Comment Spam

I just installed WordPress before going to bed earlier this morning then I awoke several hours later to be greeted by nearly fifty comment notification e-mails—all for spam comments about gambling sites—and more of them arrived while I was sorting through them for anything real, so I temporarily reposted the old page and started looking for an image-based system to prevent WordPress comment spam without stifling legitimate comments.

I found a plug-in that may do the trick, but I am not crazy about how it seems to rely upon PHP sessions* to store its temporary information, so I will have to keep looking and considering my options for now. In the meantime, since comment spam keeps showing up (even with times from several hours before their associated posts and no notification messages), I have added “casino”, “gambling”, and “poker” as keywords to trigger comment moderation, so my e-mail inbox may still be filled with notifications, but at least it should be more difficult for new ones to show up on the site.

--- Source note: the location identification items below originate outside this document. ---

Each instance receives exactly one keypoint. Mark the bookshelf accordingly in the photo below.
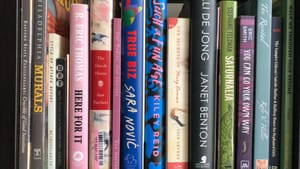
(8, 71)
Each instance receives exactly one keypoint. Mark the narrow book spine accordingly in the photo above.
(26, 37)
(79, 89)
(262, 84)
(38, 88)
(245, 95)
(155, 99)
(228, 84)
(116, 93)
(202, 89)
(132, 84)
(100, 83)
(286, 148)
(275, 107)
(61, 113)
(177, 93)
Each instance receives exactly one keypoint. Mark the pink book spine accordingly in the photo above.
(116, 93)
(79, 87)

Update: I just deleted 68 spam comments (one individually, three pages of twenty, then a page of seven more), but I received only 57 corresponding e-mail notifications, so it looks like WordPress let eleven comments through (possibly all associated with nonexistent posts) without notifying me.

* PHP sessions work by either embedding session information into URLs, which is both ugly and short-sighted (a threat to security, system resources, and even search engine operations), or by using cookies, which I am not crazy about requiring for unregistered commenters.

One Response to “Comment Spam”

  1. Eric Says:

    You will probably want to install and try Spam Karma for WordPress.